Non è semplicissimo ragionare intorno a “Dust Lane”, sesto album in studio del francese Yann Tiersen (senza contare le colonne sonore per “Amèlie”, “Good Bye Lenin!” e “Tabarly”). E’ materia densa e stratificata, carica di suoni e plateale nel suo mostrarsi senza mediazioni o trucchi da quattro soldi.

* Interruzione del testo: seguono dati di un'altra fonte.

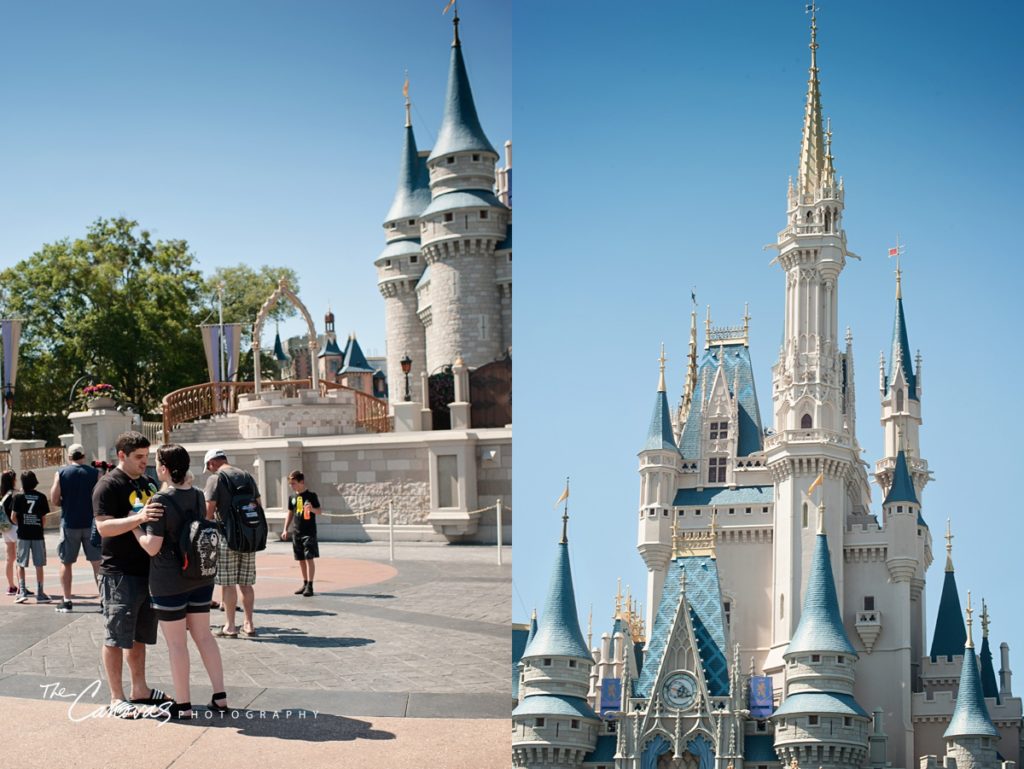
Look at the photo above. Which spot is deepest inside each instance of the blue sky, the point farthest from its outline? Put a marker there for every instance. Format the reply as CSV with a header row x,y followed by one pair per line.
x,y
261,132
654,141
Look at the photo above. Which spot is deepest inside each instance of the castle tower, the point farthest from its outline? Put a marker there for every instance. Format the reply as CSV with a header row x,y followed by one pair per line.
x,y
553,725
814,431
460,231
819,722
400,265
658,480
971,736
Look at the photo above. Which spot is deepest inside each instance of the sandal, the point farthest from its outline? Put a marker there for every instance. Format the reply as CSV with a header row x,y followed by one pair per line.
x,y
156,697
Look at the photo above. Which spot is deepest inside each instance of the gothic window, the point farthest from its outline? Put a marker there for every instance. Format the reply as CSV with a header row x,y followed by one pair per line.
x,y
716,470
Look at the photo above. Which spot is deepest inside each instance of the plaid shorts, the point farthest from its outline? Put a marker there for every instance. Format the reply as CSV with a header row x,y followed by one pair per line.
x,y
235,568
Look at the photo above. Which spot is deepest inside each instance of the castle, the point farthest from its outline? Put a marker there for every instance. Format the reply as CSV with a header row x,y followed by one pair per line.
x,y
445,273
785,623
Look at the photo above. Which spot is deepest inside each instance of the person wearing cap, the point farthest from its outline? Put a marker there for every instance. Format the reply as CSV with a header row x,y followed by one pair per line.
x,y
232,568
72,492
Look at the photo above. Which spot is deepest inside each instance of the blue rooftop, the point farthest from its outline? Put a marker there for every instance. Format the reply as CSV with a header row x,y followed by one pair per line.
x,y
820,701
704,596
460,129
659,432
970,716
558,630
820,626
719,496
950,635
462,199
737,364
554,705
413,194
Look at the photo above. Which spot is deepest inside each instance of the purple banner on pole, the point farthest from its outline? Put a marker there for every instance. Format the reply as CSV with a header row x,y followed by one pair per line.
x,y
761,696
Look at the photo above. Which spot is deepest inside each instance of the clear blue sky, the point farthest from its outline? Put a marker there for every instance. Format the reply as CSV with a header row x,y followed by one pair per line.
x,y
653,155
261,132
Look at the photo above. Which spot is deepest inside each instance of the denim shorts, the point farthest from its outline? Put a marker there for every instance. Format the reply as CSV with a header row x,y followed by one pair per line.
x,y
125,600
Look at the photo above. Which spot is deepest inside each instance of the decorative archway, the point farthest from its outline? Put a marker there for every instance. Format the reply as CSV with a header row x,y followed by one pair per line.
x,y
284,291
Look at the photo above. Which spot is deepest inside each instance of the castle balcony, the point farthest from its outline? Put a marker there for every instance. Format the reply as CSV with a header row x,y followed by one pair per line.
x,y
868,625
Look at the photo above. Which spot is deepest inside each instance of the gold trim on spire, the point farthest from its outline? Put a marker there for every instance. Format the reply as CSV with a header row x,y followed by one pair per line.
x,y
949,547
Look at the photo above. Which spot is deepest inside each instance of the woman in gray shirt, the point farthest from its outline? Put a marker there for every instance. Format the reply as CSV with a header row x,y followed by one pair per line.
x,y
180,603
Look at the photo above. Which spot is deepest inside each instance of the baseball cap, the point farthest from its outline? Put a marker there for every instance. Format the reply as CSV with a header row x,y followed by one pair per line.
x,y
214,454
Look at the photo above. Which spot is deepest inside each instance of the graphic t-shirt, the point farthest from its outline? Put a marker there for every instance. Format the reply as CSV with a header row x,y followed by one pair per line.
x,y
30,508
165,567
118,496
296,503
77,482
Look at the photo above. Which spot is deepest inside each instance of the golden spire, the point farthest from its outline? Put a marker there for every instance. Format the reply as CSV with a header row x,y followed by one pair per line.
x,y
949,547
970,637
660,361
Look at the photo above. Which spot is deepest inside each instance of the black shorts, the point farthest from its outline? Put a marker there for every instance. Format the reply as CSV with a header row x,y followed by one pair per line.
x,y
305,547
128,616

L’idea di mortalità , fare i conti con la fine, saperci convivere, è il tema centrale, e questo è un’inizio per capirci qualcosa. C’è uno schema che sembra sostenere le otto tracce in scaletta: si parte dal folk più classico, guidato da linee essenziali di chitarra acustica o mandolino, e si finisce presto nella trama fitta di un post-rock orchestrale a là  Thee Silver Mt. Zion. Un percorso in crescendo che ingloba, passaggio dopo passaggio, voci, archi, chitarre elettriche, vecchi sintetizzatori, fino a riempire ogni spazio disponibile. Fin troppo facile vederci riflessa la strada, comune a tutti, della perdita dell’innocenza. O forse no. Perchè – dopo qualche ascolto emerge con chiarezza – non è una questione di semplicità  di concetto, ma di sincerità  ed efficacia nella sua trasmissione. E’ quello che più colpisce nella musica di Yann Tiersen: complessa e diretta allo stesso tempo. E “Dust Lane” non fa eccezione, anzi rincara la dose alzando il tiro tanto nei temi trattati che nella ricchezza strumentale.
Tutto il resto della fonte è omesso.